Chromatin immunoprecipitation

ChIP experiments were performed as previously described. After cells were cultured with M-CSF and RANKL, cells were fixed with 1% formaldehyde (Thermo Scientific) for 5 mins. 0.125 mol/L glycine was added for quenching the formaldehyde residues. Next, cells were lysed/washed and sonicated sequentially using LB1, LB2, and LB3 (LB1, 50 mmol/L HEPES-KOH, pH 7.5, 140 mmol/L NaCl, 1 mmol/L EDTA, 10% glycerol, 0.5% NP-40 and 0.25% Triton X-100; LB2, 10 mmol/L Tris-HCl, pH 8.0, 200 mmol/L NaCl, 1 mmol/L EDTA and 0.5 mmol/L EGTA; LB3, 10 mmol/L Tris-HCl, pH 8.0, 100 mmol/L NaCl, 1 mmol/L EDTA, 0.5 mmol/L EGTA, 0.1% sodium deoxycholate and 0.5% N-lauroylsarcosine). Nuclear lysates were sonicated with Bioruptor using a cycle with 30 s on 30 s off on a high-power output for 8 cycles. The sonicated samples were centrifuged at 20 000 × g for 15 min at 4 °C. Supernatants were collected and 5% of supernatants were saved as input and DNA analysis and the rest was incubated overnight with 5 µg of anti-FLAG M2 antibody at 4 °C (Sigma Aldrich) on a rotator. After overnight incubation, the magnetic beads were washed in ice-cold condition as follow (once in low salt buffer, 150 mmol/L NaCl, 0.5% Na deoxycholate, 0.1% SDS, 1% Nonidet P-40, 1 mmol/L EDTA pH 8.0, 50 mmol/L Tris HCl pH 8.0; once in high salt buffer, 500 mmol/L NaCl, 0.5% Na deoxycholate, 0.1% SDS, 1% Nonidet P-40, 1 mmol/L EDTA pH 8.0, 50 mmol/L Tris HCl pH 8.0; once in LiCl wash buffer, 100 mmol/L LiCl, 0.5% Na deoxycholate, 0.1% SDS, 1% Nonidet P-40, 1 mmol/L EDTA pH 8.0, 50 mmol/L Tris HCl pH 8.0; once in TE wash buffer, 10 mmol/L Tris-HCl pH 8.0, 1 mmol/L EDTA, 50 mmol/L NaCl). Then, DNA was eluted with elution buffer (50 mmol/L Tris-HCl pH 8.0, 10 mmol/L EDTA, 1% SDS) with added 0.3 mol/L NaCl and incubated for overnight at 65°C. Next day, the samples were incubated with Rnase for an hour at 37 °C followed by Proteinase K incubation for 2 h at 55 °C. Then, the DNA was purified with PCR purification kit (Qiagen) and subjected for quantitative Real-Time PCR assays.

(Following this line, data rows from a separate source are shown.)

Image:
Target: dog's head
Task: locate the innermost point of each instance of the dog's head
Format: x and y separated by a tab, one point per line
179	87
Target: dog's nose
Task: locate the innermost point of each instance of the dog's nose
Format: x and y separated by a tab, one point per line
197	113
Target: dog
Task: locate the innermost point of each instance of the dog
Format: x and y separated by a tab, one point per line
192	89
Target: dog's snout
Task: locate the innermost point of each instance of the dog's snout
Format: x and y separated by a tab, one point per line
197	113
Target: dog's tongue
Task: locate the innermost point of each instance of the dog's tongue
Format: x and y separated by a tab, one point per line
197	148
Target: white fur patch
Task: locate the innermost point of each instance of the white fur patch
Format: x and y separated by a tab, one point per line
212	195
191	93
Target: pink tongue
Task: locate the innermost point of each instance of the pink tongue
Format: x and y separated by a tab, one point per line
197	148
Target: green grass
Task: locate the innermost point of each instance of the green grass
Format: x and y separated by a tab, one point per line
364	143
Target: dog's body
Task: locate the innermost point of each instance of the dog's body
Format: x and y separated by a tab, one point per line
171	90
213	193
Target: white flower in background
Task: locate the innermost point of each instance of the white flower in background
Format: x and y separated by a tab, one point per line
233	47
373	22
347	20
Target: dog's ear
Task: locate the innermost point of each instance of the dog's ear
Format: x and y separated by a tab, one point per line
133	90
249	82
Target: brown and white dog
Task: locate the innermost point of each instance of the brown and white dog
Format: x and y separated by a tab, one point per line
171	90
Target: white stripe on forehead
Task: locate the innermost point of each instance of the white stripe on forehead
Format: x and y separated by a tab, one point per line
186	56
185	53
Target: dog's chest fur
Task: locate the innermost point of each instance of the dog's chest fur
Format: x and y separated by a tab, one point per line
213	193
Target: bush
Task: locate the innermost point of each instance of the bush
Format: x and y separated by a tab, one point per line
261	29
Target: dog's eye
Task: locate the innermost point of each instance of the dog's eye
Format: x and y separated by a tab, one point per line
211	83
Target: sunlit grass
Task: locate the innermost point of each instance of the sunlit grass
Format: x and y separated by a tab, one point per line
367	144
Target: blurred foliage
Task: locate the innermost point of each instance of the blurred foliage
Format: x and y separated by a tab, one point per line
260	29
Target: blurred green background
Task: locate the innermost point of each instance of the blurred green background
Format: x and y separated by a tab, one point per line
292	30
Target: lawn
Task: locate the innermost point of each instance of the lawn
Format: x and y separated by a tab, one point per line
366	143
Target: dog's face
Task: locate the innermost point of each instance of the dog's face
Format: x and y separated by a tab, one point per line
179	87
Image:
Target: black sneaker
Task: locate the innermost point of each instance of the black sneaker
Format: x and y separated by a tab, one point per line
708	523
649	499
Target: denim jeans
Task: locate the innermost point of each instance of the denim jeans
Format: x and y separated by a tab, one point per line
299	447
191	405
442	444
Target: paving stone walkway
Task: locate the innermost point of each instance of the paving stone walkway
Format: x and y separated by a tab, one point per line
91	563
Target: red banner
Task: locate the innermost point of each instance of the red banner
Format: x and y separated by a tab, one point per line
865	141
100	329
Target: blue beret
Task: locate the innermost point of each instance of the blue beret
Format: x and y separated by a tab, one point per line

Pathway analysis using GSEA

Gene set enrichment analysis (GSEA) is used for analyzing the differentially expressed genes.49 Hallmark gene sets in MSigDB (molecular signature data base) were used for the analysis. Pathways were ranked based on P values.

Statistics

Data are presented as the mean ± SD of biological replicates. Animals for each experiment were randomly selected for further treatments. An unpaired two-tailed Student’s t test was used to assess differences between two groups. One-way or two-way analysis of variance with post hoc Bonferroni or Tukey’s test was used for analyses of multiple groups. All statistical tests were performed using GraphPad Prism 8 (GraphPad Software). A P value of less than 0.05 was considered statistically significant.

Study approval

Animal experiments were performed in compliance with ethical regulations and approved by the Hospital for Special Surgery and Weill Cornell Medical College Institutional Animal Care and Use Committee (IACUC #2015-0065). The protocol for human osteoclast differentiation assay was approved by the Hospital for Special Surgery Institutional Review Board (IRB #2019-0681).